É interessante que o filme comece em ponto máxima de estafa para os personagens. Todos, sem exceção, se provocam, insultam e agridem, sobretudo de maneira gratuita — ou seja, sem visar um objetivo preciso. A pré-adolescente Angelina (Isabella Guido) grita com o irmão mais novo. A mãe reclama com Evita (Camila Botelho), e esta se queixa, por sua vez, dos irmãos menores. A garota mais nova está irritada com Zé Luís, um caminhoneiro, por motivos que conheceremos adiante.
Num pronto-socorro, a atendente é surpreendentemente grosseira com a protagonista, que lhe devolve a agressão. Os demais pacientes, esperando por atendimento, elevam o nível de nervosismo. Evita liga para a colega de trabalho que, indignada, pede que não apareça no emprego chapada novamente. Arame Farpado parte da incivilidade enquanto princípio regulador das relações sociais, distribuindo-se igualmente entre crianças e adultos, entre mulheres e homens. Ninguém está particularmente feliz no início, e o acidente envolvendo uma ciclista soa como o menor dos males que o clima de pré-guerra poderia provocar.
Embora a narrativa se inicie na chave do enfrentamento, as imagens destinadas a representar tamanho atrito não poderiam ser mais agradáveis aos olhos. A direção de fotografia de Renato Groberman Hojda opta por um estilo bastante preciosista, trabalhando com grande nitidez o cenário dos campos em Paraguaçu Paulista, sobretudo ao pôr do sol. Há imenso cuidado para retratar a luz caindo, no fim da tarde, iluminando preciosamente cada personagem.
O curta insinua que nossas violências profundas em relação aos outros, numa sociedade do individualismo e do cansaço, podem ser perdoadas, pois estamos todos na mesma situação.
Nota-se a intenção de fazer algo rebuscado, plasticamente atraente, ao limite do exagero — a fotografia corre o risco de chamar atenção excessiva para si mesma, impressão retomada pela cena final. Em contrapartida, o sangue vermelho-claro saindo de uma ferida no rosto jamais remete a um ferimento real. Neste aspecto, os criadores preferem um elemento fantástico, próximo do cinema de gênero, e distante deste naturalismo bucólico-interiorano que domina a narrativa. O projeto parece sempre buscar o seu tom, tateando de um extremo ao outro, algo que se estende às atuações um tanto desiguais. Felizmente, a ótima composição de Camila Botelho eleva a narrativa nas cenas principais.
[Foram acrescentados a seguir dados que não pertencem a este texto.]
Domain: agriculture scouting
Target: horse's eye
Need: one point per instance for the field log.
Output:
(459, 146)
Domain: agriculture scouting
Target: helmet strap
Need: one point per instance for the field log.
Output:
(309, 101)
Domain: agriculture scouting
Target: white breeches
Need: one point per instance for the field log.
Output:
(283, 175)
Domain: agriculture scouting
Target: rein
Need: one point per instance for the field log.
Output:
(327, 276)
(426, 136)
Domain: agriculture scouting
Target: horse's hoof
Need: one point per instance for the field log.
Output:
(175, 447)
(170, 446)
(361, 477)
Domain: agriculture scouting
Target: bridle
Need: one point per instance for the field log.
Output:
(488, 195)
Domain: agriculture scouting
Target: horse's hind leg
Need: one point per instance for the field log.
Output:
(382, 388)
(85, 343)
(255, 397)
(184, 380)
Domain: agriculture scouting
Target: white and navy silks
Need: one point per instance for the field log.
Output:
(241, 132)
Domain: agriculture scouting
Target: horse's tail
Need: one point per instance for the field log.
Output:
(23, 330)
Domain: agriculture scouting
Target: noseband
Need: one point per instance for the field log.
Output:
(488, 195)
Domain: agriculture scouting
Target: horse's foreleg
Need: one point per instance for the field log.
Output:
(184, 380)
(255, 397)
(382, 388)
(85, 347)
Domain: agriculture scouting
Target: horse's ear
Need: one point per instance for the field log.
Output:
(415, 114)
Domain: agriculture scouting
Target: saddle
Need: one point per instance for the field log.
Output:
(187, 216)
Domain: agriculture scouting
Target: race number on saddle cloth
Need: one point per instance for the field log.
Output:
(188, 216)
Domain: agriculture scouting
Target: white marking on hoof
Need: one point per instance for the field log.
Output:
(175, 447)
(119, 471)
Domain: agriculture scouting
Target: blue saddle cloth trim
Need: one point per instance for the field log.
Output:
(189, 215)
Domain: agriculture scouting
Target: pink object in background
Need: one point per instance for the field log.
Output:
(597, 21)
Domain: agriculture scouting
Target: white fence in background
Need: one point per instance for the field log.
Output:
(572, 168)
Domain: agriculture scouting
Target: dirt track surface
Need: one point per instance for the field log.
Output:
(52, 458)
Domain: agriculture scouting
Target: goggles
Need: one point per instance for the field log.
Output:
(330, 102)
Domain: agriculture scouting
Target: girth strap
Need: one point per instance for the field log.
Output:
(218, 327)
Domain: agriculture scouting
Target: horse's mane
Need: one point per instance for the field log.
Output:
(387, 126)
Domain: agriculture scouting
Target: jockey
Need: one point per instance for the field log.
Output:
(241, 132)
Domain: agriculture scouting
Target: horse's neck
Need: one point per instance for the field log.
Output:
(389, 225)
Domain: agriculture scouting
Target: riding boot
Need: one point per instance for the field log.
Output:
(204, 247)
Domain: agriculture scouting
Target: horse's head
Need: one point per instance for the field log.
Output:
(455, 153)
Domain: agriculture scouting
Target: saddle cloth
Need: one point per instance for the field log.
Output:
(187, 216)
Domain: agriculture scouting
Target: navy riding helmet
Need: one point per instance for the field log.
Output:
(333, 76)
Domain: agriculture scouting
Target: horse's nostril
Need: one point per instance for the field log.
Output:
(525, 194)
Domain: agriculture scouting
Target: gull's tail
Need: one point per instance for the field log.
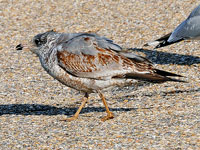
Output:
(161, 42)
(158, 76)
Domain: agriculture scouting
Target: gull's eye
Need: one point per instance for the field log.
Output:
(37, 42)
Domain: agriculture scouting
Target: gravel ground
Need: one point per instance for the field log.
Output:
(153, 116)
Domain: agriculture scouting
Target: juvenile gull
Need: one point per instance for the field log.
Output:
(90, 63)
(189, 29)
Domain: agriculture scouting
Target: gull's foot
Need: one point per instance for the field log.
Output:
(109, 116)
(69, 119)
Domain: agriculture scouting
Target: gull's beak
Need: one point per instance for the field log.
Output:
(28, 45)
(19, 47)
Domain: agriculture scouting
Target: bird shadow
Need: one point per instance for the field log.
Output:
(39, 109)
(163, 58)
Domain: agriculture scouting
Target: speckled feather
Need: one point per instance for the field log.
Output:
(93, 61)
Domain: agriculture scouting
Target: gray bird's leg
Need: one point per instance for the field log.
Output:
(85, 98)
(109, 113)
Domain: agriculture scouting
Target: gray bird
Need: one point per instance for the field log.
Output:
(189, 29)
(90, 63)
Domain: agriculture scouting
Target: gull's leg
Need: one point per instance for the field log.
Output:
(109, 113)
(85, 98)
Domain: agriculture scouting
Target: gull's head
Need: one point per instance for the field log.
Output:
(40, 41)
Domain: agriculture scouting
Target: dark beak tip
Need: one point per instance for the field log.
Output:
(19, 47)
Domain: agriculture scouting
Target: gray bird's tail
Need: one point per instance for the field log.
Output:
(161, 42)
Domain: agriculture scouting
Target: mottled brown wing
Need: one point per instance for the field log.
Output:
(98, 62)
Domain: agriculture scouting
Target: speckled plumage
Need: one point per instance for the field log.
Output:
(90, 63)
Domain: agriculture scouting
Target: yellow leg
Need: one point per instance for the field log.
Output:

O filme do diretor Gustavo de Carvalho se torna muito mais potente na segunda metade, quando todos se desarmam — tanto os membros da equipe quanto os personagens da ficção. Evita e Angelina se livram do pressuposto do embate, e passam a compartilhar momentos de diversão, de ludicidade e de contemplação, algo que faz muito bem ao projeto na totalidade. A trama respira. Ao invés das luzes desenhadíssimas do campo, encontramos um painel kitsch no fundo do pronto-socorro, num avesso completo do naturalismo.
Assim, a recepcionista se torna menos afrontosa; os membros de um culto evangélico fogem à condição de vilões; e a menina ganha sua redenção tragicômica, enquanto devora esfirras. O roteiro percebe, enfim, que aquela situação se presta mais ao absurdo e à fábula do que a um panorama verossímil das relações de classe. Zé Luís avalia que o gesto se tratava de uma brincadeira; e os familiares da vítima dispensam qualquer retaliação (algo até surpreendente, dada a gravidade do ocorrido). Afinal, o filme se cola às irmãs: enquanto ambas estiverem bem, podemos considerar a conclusão amarga como um final feliz. Ninguém se importa tanto com a pobre Ariane.
O curta-metragem atinge um desfecho irônico. Favorece a impressão de que tudo terminou bem (a cabeça recostada no ombro), embora não tenha solucionado seus impasses. Sugere a reparação das meninas junto à figura paterna simbólica, ainda que, para isso, precisem ferir uma figura materna. Insinua, de maneira afetuosa e condescendente, que nossas violências profundas em relação aos outros, numa sociedade do individualismo e do cansaço, podem ser perdoadas, pois estamos todos na mesma situação. O carro arranhou apenas um pouquinho, o pastor não prestará queixa. Tudo se resolveu, e nada se resolveu. Mas seremos, todos, perdoados.